Masculinity, #MeToo and Misleading Marketing: The Unmet Sexpectations of the American Gigolo Remake


American Gigolo, the 2022 television series which functions as a sequel to the 1980 film, has received an overwhelmingly negative reception with both critics and viewers. An insightful review declaring the show ‘more dud than stud’ encapsulates the problems with viewers’ expectations: despite raunchy marketing promising a direct continuation to the original, there was ‘very little actual sex’ compared to its Paul Schrader predecessor, a choice complicated further with the addition of a controversial backstory in which protagonist Julian Kaye was revealed to have been a victim of child abuse.

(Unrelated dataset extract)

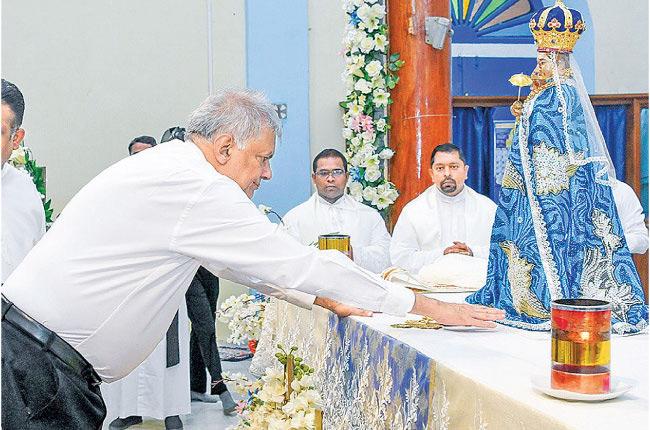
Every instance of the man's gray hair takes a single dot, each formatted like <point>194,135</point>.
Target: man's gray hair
<point>242,113</point>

The misleading marketing certainly influenced viewer rejection of the show by both promising a continuation to the original and deliberately obscuring this plotline. The post- #MeToo context it was released in, furthermore, can be argued to have impacted the reception of the show’s central themes. The sheer venom with which reviewers broached the portrayal of a male victim of abuse, however, raises questions of its own. Despite the rightly criticised aspects of the show, its choice to depict an unconventional male victim as a lead character on primetime television is groundbreaking. Did audiences reject the show for disrupting their nostalgia for Julian, or does heterosexual male victimhood remain society’s final taboo?